Besides, LA is the spinoff. It probably needs a couple episodes to find its own feet. Hopefully it's just a few episodes, though. We don't want another Voyager, please.

Tuesday, April 29, 2008

Spoilers for Friday Night Lights Season 2 ensue

So I’ve been in Pennsylvania for the past week or so, watching the second season of Friday Night Lights on DVD. I didn’t mean to buy it, really, there was just sort of a perfect storm that descended on me that led me to that end. It involved a senior communication banquet that I half-remembered to go to, a $20 Barnes & Noble giftcard from that meeting, and a trip to the local Barnes and Noble on the same day - which happened to be on the exact day that the show came out on DVD. All in all, I only paid 8 bucks and change.

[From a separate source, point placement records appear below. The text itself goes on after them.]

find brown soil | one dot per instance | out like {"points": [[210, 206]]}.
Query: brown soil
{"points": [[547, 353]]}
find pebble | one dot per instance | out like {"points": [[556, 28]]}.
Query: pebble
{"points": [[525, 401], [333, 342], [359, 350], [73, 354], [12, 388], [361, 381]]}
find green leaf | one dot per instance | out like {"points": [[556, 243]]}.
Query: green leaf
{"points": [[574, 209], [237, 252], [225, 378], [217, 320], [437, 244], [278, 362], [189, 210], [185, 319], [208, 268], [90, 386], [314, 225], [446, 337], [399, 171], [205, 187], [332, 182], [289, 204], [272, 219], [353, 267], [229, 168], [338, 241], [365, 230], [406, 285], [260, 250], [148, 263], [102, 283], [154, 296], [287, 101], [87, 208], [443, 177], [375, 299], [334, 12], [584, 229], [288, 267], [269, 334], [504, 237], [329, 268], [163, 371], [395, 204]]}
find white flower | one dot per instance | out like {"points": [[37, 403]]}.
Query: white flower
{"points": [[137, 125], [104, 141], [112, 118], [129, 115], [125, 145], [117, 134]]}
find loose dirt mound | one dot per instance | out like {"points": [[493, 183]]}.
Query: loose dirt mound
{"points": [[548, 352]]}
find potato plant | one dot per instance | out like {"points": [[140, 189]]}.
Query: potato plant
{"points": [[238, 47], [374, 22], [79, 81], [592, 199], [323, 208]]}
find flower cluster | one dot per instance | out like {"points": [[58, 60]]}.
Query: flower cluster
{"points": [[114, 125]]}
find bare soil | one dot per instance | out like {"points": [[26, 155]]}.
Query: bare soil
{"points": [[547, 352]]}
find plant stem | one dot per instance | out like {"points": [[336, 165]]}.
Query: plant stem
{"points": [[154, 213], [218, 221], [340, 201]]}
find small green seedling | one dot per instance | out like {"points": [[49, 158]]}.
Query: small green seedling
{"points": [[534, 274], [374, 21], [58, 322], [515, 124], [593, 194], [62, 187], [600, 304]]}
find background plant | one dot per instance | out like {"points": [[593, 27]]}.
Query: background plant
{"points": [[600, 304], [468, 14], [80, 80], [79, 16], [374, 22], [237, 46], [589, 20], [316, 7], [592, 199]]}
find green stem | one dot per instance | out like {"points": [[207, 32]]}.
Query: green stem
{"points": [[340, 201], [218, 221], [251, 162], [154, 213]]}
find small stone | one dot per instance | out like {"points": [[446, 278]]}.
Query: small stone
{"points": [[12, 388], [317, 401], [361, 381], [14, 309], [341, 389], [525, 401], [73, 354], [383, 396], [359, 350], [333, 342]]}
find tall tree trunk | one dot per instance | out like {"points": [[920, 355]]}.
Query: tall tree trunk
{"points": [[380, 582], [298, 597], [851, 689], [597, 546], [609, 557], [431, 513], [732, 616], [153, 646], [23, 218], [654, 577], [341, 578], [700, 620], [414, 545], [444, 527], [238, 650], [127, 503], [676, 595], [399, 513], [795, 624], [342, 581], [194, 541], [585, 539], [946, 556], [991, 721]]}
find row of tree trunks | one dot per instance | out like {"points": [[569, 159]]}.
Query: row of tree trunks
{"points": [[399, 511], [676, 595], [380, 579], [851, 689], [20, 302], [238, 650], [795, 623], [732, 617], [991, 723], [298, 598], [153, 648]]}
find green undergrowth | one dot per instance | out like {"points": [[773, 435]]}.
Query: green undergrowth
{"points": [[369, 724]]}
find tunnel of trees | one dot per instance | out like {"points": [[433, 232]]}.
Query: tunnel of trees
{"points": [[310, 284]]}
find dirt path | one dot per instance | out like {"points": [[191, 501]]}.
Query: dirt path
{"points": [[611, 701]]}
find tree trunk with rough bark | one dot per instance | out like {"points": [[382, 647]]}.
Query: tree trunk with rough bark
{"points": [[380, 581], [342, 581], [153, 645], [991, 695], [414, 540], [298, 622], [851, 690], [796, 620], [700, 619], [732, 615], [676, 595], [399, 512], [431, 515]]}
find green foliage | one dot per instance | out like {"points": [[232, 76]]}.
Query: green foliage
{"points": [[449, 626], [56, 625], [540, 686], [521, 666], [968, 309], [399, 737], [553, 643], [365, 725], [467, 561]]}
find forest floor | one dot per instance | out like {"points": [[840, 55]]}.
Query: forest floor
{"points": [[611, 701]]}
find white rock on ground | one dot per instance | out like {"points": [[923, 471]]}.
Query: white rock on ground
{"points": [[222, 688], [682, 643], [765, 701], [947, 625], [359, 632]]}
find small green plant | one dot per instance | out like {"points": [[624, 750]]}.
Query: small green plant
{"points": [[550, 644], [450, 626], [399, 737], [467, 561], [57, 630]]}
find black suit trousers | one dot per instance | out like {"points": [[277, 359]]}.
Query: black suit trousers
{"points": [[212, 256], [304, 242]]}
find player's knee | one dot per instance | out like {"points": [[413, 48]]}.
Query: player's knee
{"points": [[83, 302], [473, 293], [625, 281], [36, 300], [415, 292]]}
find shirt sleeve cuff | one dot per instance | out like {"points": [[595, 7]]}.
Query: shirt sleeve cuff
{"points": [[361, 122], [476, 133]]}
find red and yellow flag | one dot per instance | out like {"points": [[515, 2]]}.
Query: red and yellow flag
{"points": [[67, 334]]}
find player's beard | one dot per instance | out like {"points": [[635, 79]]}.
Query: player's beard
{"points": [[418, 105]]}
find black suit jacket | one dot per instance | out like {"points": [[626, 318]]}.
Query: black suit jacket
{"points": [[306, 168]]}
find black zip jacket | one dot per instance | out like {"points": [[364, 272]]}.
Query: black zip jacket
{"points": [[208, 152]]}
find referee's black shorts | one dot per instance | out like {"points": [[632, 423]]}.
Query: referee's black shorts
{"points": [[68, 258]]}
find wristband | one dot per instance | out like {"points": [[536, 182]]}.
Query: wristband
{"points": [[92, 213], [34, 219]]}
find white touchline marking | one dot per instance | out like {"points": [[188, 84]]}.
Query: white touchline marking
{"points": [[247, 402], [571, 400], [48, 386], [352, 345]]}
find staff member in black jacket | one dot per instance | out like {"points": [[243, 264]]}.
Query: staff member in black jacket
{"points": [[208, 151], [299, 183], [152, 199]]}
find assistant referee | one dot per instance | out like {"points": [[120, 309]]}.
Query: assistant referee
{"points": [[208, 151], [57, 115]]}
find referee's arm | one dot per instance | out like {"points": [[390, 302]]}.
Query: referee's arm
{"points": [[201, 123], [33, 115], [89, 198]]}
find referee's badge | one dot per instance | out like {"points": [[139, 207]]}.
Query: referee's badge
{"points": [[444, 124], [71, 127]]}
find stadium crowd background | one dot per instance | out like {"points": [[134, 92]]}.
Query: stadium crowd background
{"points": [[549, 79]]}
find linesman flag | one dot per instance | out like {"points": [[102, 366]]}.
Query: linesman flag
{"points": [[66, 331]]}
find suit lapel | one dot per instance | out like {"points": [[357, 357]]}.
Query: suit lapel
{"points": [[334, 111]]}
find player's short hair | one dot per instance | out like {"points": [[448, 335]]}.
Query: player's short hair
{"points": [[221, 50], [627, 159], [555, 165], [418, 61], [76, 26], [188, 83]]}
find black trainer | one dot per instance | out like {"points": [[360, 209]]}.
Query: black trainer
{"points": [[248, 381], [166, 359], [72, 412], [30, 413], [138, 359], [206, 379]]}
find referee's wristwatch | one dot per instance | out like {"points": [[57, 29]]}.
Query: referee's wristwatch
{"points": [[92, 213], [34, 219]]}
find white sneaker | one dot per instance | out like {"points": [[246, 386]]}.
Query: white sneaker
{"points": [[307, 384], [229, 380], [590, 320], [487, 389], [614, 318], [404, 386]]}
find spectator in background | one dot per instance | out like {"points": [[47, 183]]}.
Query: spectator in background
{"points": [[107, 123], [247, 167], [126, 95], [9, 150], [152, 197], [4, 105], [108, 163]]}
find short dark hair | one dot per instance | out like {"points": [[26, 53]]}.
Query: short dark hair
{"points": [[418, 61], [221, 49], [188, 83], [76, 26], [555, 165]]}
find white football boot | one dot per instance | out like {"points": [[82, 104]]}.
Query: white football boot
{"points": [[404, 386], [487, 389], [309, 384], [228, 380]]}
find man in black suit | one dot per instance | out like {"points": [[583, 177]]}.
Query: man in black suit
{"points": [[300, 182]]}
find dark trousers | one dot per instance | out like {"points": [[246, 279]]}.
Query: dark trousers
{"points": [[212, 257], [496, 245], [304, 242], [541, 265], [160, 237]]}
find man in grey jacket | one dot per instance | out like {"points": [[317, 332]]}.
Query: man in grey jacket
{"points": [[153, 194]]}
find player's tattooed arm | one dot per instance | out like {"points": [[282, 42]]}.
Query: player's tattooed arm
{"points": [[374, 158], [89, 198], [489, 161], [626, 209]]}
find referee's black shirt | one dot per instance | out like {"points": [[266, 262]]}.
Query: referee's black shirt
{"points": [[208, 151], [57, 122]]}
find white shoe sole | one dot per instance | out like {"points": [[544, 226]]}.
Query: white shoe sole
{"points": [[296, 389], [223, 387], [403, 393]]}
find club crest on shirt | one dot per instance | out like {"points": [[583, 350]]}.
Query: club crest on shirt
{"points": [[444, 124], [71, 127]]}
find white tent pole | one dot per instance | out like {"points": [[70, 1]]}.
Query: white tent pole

I hadn’t watched it since the first episode of the second season, when I quasi-gave up on the show. The murder annoyed me to no end, and I couldn’t imagine how the show could recover from it. It didn’t seem at all to be like the show I loved so much for the first season. But I had heard from several sources that the show got better after that, and it recovered from that misstep rather well to become one of the finest shows on television once again.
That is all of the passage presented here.